NEW YORK (Reuters Health) - Two small studies provide more evidence that weight-loss surgery may benefit people who are obese and have diabetes.

Both studies found that blood sugar levels were more likely to improve among people who were randomly assigned to have surgery than among those who went through intensive diet and lifestyle programs instead.

The studies included people on the lower end of the obesity spectrum, some of whom wouldn’t be recommended for surgery under current guidelines.

“In appropriate patients, this is something really worth considering,” said Dr. Allison Goldfine. She worked on one of the studies at the Joslin Diabetes Center and Harvard Medical School in Boston.

“There are multiple health issues that are related to type 2 diabetes,” she told Reuters Health, such as high blood pressure and cholesterol.

“It’s very important to address these issues to improve (people’s) health. I think this can be done through an intensive medical and weight management program, and I think this can be done through surgery,” Goldfine said. “One has to individually weigh the pros and cons.”

Obesity and diabetes are known to be closely linked. But there is a lack of long-term evidence on whether weight-loss surgery helps alleviate diabetes and related complications, researchers say, especially among people who are obese but not morbidly obese.



In one of the new studies, Dr. Anita Courcoulas from the University of Pittsburgh Medical Center and colleagues tracked 61 obese people with diabetes who were randomly assigned to undergo gastric bypass or gastric banding surgery or to complete a weight control program.

One year later, half of gastric bypass patients and about one-quarter of the gastric banding group had at least partial remission of their diabetes, meaning their blood sugar levels were closer to the normal range and they didn’t need diabetes medications.

No patients in the non-surgery group saw their diabetes go into remission.

In Goldfine’s study, researchers randomly allocated 38 patients - all obese, all with diabetes – to gastric bypass surgery or a group weight loss program.

One year later, 11 out of 19 gastric bypass patients met the goal for a drop in blood sugar levels.
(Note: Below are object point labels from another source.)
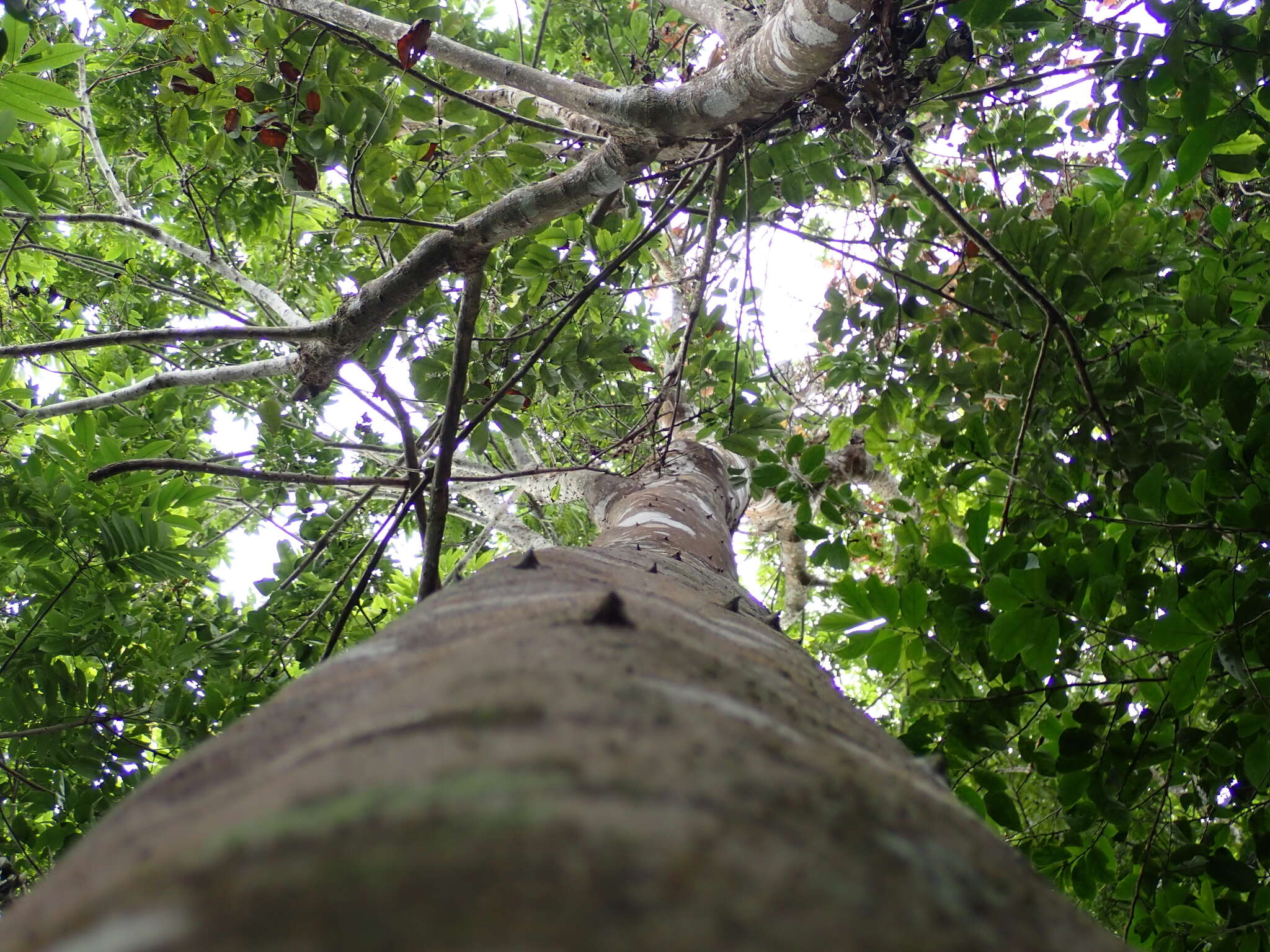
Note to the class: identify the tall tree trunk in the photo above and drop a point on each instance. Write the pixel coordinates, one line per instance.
(575, 749)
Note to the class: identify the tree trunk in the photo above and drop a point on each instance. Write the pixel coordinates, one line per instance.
(575, 749)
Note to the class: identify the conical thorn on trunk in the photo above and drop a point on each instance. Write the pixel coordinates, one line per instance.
(613, 611)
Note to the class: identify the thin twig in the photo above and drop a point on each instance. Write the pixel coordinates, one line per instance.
(243, 474)
(699, 287)
(469, 310)
(63, 726)
(578, 300)
(1023, 426)
(409, 448)
(23, 778)
(164, 335)
(1019, 280)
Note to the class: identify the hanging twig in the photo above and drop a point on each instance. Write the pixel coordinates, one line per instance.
(469, 309)
(1023, 426)
(699, 287)
(243, 474)
(409, 448)
(578, 300)
(163, 335)
(1018, 278)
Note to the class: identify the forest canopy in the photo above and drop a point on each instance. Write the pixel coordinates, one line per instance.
(1016, 495)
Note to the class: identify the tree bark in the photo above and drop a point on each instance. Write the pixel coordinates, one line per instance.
(574, 749)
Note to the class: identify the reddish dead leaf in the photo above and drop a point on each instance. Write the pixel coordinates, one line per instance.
(305, 173)
(414, 43)
(272, 138)
(148, 19)
(641, 363)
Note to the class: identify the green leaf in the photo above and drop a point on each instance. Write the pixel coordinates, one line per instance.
(525, 154)
(1194, 151)
(12, 99)
(1147, 489)
(1240, 400)
(58, 55)
(1180, 500)
(1256, 763)
(1188, 676)
(948, 555)
(769, 475)
(985, 13)
(912, 604)
(1189, 915)
(884, 654)
(1001, 808)
(16, 193)
(40, 90)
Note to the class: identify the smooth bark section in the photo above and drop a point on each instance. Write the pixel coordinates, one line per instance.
(779, 61)
(566, 752)
(687, 508)
(360, 318)
(733, 24)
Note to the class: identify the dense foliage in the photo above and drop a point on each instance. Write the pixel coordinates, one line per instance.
(1066, 371)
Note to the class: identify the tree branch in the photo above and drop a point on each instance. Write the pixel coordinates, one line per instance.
(733, 24)
(1019, 280)
(469, 310)
(208, 376)
(262, 295)
(164, 335)
(242, 472)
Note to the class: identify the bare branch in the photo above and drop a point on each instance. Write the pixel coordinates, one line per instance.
(164, 335)
(597, 103)
(469, 310)
(265, 296)
(520, 211)
(699, 288)
(65, 725)
(208, 376)
(242, 472)
(1020, 281)
(732, 23)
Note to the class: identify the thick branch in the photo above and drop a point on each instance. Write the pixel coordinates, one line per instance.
(164, 335)
(521, 211)
(265, 296)
(1053, 316)
(732, 23)
(208, 376)
(242, 472)
(469, 310)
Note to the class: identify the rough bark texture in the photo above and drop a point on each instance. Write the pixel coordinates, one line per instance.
(568, 751)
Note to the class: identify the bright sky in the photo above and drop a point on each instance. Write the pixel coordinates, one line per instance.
(793, 276)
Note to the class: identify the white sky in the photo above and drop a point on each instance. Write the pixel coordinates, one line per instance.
(793, 276)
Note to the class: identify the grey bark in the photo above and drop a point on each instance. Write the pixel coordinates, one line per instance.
(574, 749)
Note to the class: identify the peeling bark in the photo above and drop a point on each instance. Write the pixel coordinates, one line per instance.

That compared to three out of 19 in the other group.

Both trials were published in JAMA Surgery.

The studies included people with a body mass index, or BMI, between 30 and 40 or between 30 and 42.

BMI measures weight in relation to height. For example, both a five-foot, six-inch person who weighs 186 pounds and a six-foot person who weighs 221 pounds have a BMI of 30.

The National Institutes of Health and other groups say weight-loss surgery is an option for people with a BMI of 40 or above who have no weight-related complications or a BMI of 35 or higher if they also have diabetes, sleep apnea or other problems.

Weight-loss surgery requires a drastic change in eating habits and can come with complications such as hernias, leakages and gallstones, as well as nutritional deficiencies.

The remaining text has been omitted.